信号処理回路5は、A相出力信号(a)(アナログ)及びB相出力信号(b)(アナログ)をそれぞれ位置信号(c)(デジタル)及び位置信号(d)(デジタル)に変換する二値化回路51、Z相出力信号(e)(アナログ)を原点検出用信号(f)(デジタル)に変換する二値化回路52、原点検出用信号(f)(デジタル)を位置信号(c)もしくは位置信号(d)に同期させて原点信号(g)を生成させる同期回路53を備えている。A相出力信号(a)又はB相出力信号(b)は、エンコーダ100が形成された半導体基板1の第2の発光部32から放射された光をAB相スケール42で反射し、第2の検出部31に入力して得られる。同様に、Z相出力信号(e)は、半導体基板1の第1の発光部22から放射された光をZ相スケール41で反射し、第1の検出部21に入力して得られる。
【0016】
図2に示すように、A相出力信号(a)、B相出力信号(b)及びZ相出力信号(e)は、アナログ信号であり、位置信号(c)及び(d)、原点検出用信号(f)及び原点信号(g)は、デジタル信号である。
図2は、信号処理回路5において、第1の検出器21及び第2の検出器31からの入力信号が処理されている状態を示すタイミングチャートであり、横軸は、時間を表し、対象物の一定速度の変位が生じているときの各信号の変化(波形)を示している。

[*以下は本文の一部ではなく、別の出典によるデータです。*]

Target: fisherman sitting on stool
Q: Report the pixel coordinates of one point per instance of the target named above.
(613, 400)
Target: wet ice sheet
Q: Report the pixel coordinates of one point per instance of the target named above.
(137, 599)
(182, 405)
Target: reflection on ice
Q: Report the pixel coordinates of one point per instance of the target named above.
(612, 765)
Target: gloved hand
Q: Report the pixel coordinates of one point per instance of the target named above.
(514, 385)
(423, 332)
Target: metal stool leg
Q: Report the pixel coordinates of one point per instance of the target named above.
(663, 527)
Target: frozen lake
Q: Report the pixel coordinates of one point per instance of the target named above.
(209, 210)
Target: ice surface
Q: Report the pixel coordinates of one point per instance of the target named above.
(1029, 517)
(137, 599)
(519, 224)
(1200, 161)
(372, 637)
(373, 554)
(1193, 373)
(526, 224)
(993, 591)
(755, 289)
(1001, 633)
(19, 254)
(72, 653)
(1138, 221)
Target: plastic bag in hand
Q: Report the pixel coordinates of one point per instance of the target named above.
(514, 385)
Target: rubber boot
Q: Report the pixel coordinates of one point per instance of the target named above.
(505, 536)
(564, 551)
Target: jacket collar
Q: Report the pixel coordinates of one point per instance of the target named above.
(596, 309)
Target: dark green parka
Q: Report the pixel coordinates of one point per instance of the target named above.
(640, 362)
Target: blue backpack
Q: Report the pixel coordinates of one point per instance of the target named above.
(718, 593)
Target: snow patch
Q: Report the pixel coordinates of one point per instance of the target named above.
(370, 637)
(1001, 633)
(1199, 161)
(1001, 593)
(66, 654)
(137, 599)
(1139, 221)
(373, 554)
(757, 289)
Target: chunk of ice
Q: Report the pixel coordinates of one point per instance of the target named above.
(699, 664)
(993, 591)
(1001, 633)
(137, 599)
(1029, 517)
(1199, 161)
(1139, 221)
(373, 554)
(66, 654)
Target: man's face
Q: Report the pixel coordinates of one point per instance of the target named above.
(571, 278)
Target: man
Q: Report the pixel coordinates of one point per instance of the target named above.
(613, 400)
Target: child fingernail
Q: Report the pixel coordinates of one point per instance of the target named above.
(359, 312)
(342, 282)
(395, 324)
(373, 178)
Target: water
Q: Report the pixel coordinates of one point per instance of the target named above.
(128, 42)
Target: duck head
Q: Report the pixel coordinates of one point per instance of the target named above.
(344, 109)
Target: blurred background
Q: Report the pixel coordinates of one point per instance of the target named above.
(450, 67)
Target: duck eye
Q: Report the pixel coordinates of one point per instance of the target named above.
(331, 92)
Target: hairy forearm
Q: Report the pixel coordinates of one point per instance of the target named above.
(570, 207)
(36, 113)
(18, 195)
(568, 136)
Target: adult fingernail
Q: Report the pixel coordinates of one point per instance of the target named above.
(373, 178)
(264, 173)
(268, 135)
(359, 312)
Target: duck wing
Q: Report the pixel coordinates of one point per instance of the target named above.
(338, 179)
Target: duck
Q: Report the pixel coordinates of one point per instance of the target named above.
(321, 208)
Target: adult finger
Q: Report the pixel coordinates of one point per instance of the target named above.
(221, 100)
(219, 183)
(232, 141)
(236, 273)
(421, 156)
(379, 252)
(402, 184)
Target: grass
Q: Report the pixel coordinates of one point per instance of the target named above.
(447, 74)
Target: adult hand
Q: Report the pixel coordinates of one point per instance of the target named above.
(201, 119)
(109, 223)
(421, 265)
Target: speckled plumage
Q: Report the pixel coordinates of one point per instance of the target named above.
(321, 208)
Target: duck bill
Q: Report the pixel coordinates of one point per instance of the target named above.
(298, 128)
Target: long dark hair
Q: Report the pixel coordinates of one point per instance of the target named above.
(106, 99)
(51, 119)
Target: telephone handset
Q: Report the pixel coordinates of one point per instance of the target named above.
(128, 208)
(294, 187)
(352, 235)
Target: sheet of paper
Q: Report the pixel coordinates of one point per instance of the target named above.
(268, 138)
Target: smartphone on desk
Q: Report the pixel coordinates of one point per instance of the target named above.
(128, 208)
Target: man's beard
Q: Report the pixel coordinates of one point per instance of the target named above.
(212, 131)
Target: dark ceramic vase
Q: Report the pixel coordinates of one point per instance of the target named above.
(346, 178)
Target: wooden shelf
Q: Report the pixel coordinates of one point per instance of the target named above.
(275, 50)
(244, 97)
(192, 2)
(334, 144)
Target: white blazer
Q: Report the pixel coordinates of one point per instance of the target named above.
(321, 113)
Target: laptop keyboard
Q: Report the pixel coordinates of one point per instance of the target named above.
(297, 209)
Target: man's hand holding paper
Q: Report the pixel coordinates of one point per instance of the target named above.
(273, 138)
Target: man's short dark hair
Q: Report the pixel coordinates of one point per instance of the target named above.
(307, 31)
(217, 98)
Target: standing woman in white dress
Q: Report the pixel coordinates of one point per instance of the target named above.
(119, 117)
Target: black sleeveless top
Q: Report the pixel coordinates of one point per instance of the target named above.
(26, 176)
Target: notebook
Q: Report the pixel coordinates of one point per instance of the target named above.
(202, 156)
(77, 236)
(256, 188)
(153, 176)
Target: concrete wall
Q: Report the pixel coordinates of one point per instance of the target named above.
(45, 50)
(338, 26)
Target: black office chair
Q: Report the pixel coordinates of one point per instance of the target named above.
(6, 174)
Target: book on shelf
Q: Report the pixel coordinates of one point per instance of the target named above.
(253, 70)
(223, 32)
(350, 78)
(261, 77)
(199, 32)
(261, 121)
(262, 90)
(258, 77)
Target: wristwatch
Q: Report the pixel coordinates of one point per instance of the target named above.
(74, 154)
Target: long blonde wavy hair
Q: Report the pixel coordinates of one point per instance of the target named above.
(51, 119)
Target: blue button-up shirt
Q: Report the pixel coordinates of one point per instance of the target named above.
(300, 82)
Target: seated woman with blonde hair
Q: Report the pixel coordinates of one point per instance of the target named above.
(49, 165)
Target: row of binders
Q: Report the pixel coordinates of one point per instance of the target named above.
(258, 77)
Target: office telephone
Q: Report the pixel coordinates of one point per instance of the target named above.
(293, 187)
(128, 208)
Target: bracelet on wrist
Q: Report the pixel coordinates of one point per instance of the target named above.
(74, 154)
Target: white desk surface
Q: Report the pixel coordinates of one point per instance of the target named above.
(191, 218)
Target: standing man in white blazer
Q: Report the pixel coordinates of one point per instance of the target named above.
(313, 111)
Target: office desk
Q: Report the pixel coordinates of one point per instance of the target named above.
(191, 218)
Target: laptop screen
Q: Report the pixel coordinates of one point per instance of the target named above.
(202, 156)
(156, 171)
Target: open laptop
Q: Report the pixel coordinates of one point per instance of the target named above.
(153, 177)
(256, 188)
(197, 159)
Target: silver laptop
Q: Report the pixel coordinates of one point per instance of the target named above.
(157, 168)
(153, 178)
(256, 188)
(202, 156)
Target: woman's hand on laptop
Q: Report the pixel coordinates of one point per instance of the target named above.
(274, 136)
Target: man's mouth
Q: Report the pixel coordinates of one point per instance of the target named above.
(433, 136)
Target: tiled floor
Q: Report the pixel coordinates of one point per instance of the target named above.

図9によりZ相出力信号(デジタル)(原点検出用信号(f))の形成を説明する。原点信号を形成するZ相出力信号(アナログ)は、Z相スケールを用い、当該スケールからの反射光を受光して形成される。Z相スケールは、入射する光を透過する白い領域と、入射する光を反射して反射光が第1の検出器21に入射する光反射領域である黒い領域から構成され、移動する光照射領域に対応したZ相出力信号(アナログ)が形成される。その後、Z相出力信号(アナログ)を二値化回路52(
図1参照)により二値化して原点検出用信号(f)となるZ相出力信号(デジタル)が形成される。Z相出力信号(アナログ)は、Z相スケールの形状に対応して、例えば、0Vのレベルから10Vのレベルに変化する波形を有している。Z相出力(アナログ)信号から形成されたZ相出力(デジタル)信号は、閾値の異なる2つの比較器を介して生成され、例えば、3Vと7Vに閾値を有する比較器を介して得られた2つの信号からパルス幅が形成される。
【0017】
図4(a)は、
図1に記載された信号処理回路5における原点検出用信号(f)(Z相出力信号(デジタル))を形成するための二値化回路52を表している。二値化回路52は、第1の比較回路521、第2の比較回路522及びAND回路523を備えている。入力端には第1の検出器21により検出されたZ相出力信号(e)が入力される。出力端(AND回路523の出力端)からは原点検出用信号(f)が出力される。Z相出力信号(e)は、その波形図が
図4(d)に示される。原点検出用信号(f)のパルス幅は、Z相出力信号(e)のロウレベル(この実施例では0V)からハイレベル(この実施例では10V)の間の任意の2点の電圧から決められる。この実施例では、2点は、例えば、3Vと7Vとする。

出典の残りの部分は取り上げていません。